Monetized Installment Sale (M453) Transactions

Monetized Installment Sales (M453 Transactions) also known as “collateralized installment sales” or “C453 transactions” are based on Section 453 of the IRS Code. This planning approach uses a third-party dealer in capital assets to defer sale proceeds (and the tax on those proceeds) for lengthy periods of time. Because it does no good to defer taxes if you do not have access to the funds, this strategy includes a monetizing loan to provide liquidity during the installment period.

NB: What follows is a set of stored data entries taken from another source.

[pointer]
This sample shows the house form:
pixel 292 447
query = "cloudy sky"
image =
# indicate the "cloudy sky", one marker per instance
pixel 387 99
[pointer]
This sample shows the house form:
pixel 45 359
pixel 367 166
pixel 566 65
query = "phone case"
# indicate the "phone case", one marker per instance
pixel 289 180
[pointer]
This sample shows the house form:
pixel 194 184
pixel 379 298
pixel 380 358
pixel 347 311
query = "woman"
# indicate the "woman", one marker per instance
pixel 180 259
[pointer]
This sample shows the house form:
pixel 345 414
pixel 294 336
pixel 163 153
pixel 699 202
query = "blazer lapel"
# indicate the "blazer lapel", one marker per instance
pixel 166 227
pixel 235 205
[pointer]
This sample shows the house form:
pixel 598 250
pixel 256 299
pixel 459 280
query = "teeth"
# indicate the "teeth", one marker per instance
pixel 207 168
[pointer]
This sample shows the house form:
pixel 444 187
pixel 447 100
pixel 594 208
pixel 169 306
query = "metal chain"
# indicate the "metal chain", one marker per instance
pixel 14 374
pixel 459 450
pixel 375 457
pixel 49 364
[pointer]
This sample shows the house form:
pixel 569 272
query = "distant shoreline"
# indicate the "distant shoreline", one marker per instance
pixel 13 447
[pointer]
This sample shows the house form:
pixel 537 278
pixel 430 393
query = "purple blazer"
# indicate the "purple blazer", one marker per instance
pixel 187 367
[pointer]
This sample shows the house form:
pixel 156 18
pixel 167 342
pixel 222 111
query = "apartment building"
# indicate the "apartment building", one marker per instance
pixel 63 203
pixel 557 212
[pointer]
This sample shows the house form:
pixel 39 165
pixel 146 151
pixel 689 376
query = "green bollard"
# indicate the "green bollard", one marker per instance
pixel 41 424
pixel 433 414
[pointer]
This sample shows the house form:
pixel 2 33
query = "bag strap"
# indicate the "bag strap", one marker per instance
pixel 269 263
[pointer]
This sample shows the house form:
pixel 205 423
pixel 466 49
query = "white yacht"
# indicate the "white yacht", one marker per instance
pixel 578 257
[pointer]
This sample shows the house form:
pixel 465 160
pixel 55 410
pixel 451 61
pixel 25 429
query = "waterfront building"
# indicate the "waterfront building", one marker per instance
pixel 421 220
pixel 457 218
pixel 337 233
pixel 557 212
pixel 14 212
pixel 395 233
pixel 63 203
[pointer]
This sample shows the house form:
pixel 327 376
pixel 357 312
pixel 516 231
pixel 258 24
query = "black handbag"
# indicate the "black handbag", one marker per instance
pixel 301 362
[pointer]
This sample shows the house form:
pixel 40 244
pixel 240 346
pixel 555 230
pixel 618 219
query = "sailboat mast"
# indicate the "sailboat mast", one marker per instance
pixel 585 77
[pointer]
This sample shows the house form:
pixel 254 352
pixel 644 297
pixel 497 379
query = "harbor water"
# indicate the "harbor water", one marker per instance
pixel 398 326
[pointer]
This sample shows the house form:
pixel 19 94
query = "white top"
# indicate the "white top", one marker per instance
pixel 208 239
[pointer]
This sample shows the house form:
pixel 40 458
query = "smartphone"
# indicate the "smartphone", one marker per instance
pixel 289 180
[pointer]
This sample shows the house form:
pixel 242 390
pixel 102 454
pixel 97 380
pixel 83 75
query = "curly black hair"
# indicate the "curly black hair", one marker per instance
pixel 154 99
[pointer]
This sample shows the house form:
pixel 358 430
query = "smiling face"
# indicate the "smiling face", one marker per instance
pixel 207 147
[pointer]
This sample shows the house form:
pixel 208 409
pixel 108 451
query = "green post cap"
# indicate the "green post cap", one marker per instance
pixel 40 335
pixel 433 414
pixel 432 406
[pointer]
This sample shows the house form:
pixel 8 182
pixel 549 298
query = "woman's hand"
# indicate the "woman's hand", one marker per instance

Delaware Statutory Trust (DST)

A Delaware Statutory Trust (DST) is a legally recognized trust that is set up for the purpose of business, but not necessarily in Delaware. DST Investments are offered as replacement property for accredited investors seeking to defer their capital gains taxes through the use of a 1031 tax deferred exchange and as straight cash investments for those wishing to diversify their real estate holdings. The DST property ownership structure allows the smaller investor to own a fractional interest in large, institutional quality and professionally managed commercial property along with other investors, not as limited partners, but as individual owners within a Trust. Each owner receives their percentage share of the cash flow income, tax benefits, and appreciation, if any, of the entire property. DSTs provide the investor the potential for annual appreciation and depreciation (tax shelter), and most have minimum investments as low as $100,000, allowing some investors the benefit of diversification into several properties. The DST ownership option essentially offers the same benefits and risks that an investor would receive as a single large-scale investment property owner, but without the management responsibility. Each DST property asset is managed by professional investment real estate asset managers and property managers.

*These are among the most popular options used. There are a number of others. Consult your wealth manager, financial planner & CPA.